Cette école, rattachée au couvent, a formé des générations d'élèves et était reconnue comme l'une des institutions éducatives majeures de la région, comme le rapporte l'Agence Anadolu. En parallèle, l'agence de presse libanaise (ANI) mentionne que des maisons, des commerces et des infrastructures ont également été touchés à Yaroun durant les frappes de jeudi dernier, et des destructions ont été signalées à Shamaa, plus à l'ouest.
Les frappes sur le Liban se poursuivent
Jeudi, suite à des frappes israéliennes, 17 personnes ont perdu la vie dans le sud du Liban.

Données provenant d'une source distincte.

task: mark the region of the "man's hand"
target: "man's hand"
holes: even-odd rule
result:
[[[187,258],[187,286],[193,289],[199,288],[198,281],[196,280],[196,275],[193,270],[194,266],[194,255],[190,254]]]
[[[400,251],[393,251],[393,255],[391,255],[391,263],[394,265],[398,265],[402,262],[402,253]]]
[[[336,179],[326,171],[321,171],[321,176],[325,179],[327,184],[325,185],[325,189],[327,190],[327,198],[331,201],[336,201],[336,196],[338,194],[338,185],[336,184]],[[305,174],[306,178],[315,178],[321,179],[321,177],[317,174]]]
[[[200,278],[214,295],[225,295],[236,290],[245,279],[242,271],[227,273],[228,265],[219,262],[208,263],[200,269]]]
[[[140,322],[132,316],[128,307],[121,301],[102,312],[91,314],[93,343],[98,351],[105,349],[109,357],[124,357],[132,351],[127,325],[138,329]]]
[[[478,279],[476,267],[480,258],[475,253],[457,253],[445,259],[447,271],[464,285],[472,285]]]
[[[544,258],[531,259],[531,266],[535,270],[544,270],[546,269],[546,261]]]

L'armée israélienne a établi une zone de sécurité de 10 km à partir de la frontière, protégée de l'accès aux journalistes et à la population, où elle mène des opérations de destruction. D'autres frappes ont fait au moins 13 victimes supplémentaires vendredi, rapportent les autorités sanitaires libanaises.
Israël justifie ses actions comme une nécessité pour sécuriser sa région nord contre le Hezbollah, qui continue de revendiquer des attaques contre des positions israéliennes sur le territoire libanais et, plus sporadiquement, contre des cibles israéliennes. Selon le cadre du cessez-le-feu, Israël se réserve le droit d'agir en légitime défense contre des attaques envisagées ou en cours, une position contestée par le Hezbollah.
D'après des informations du ministère libanais de la Santé, plus de 2 600 personnes ont trouvé la mort depuis que les hostilités ont repris entre le Hezbollah et Israël, le 2 mars dernier, dans le contexte d'une escalade continue de la violence au Moyen-Orient.